Out-of-work mannequins take to Toronto sidewalks in support of local businesses
More than 1,700 people have now died in Toronto from COVID-19, according to public health officials, but the true toll of this virus on our city has yet to be seen in full — particularly by way of which local businesses will still be standing when the pandemic ends.
Business owners had been largely understanding and even supportive of their forced closures since the pandemic hit — most people are keen to do their part, after all, in stopping the spread of COVID-19 — but sentiments took a sharp and sour turn in late November when Doug Ford's provincial government deemed big box stores safe to stay open.
If Walmart, Costco, Whole Foods and even The Bay (at one point) are cool to reopen with hundreds of customers inside at a time, why have local retailers been ordered to shut their doors for a full month leading up to Christmas?
Even the premier himself admitted that the move was unfair, albeit necessary, he says, to maintain supply chains.
Many Ontario residents aren't buying it, figuratively or literally: They're boycotting big chains and pledging to exclusively shop local this holiday season.
Spot any mannequins along West Queen West or the Danforth today? They're helping local businesses encourage customers to #ThinkOutsidetheBigBox 👥 @TABIANews #Toronto #ShopLocal #SupportLocal pic.twitter.com/oDX1jMdTm0— blogTO (@blogTO) December 15, 2020
Small business owners have been warning for weeks that this is the only way they'll stay afloat during what's normally their busiest time of the year. It's either "buy local or bye-bye local," as some people put it during a protest of unfair lockdown restrictions on Danforth and Broadview Avenues last week.

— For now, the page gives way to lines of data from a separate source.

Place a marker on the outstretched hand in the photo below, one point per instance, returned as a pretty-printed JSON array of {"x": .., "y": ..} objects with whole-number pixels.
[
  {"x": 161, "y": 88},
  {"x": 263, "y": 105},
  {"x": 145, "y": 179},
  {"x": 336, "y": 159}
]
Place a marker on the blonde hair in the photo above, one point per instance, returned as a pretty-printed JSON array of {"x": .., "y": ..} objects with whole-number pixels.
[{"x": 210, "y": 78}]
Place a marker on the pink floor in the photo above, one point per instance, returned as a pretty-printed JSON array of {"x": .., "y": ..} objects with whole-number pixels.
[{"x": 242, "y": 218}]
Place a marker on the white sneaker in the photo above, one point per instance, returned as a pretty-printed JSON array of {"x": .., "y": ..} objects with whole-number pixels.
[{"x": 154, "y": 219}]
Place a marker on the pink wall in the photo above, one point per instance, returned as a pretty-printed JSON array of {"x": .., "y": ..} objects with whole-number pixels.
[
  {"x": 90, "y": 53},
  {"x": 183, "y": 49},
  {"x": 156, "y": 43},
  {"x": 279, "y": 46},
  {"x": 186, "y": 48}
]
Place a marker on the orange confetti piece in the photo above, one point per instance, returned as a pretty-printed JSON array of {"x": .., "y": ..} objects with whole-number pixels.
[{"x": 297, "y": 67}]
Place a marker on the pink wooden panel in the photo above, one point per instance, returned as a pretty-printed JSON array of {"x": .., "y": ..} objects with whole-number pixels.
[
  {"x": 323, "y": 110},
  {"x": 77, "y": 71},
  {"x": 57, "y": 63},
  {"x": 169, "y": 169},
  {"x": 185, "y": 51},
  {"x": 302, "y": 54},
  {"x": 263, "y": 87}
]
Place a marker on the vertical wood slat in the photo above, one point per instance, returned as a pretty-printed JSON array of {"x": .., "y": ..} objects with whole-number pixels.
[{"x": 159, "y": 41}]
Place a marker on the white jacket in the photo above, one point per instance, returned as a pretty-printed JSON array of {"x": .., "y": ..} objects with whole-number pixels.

A similar demonstration, this one organized by the Toronto Association of BIAs, brought unused mannequins out into the streets with signs of their own to express the concerns of local retailers across the city.
"Hungry for customers," "kicked to the curbside pickup," and "Spare lunch? Big box is eating mine," read a few of their signs.
Along the Danforth, mannequins holding signs such as "Ford sanitized his hands of small biz" and "any customer helps" could be seen in front of Factory Girl, Body Blue, The Clay Room, 7 Numbers and Irina Rappaport.
It is not clear how long the mannequins (or the lockdown, for that matter) will remain in place, but their group message was clear: Without the support of customers — or better yet, a change in the provincial rules that allow big box stores to open while independent shops are closed — local businesses won't survive.
Mannequins may be inherently creepy, but the thought of a Toronto with nothing but Walmarts and Burger Kings is downright scary.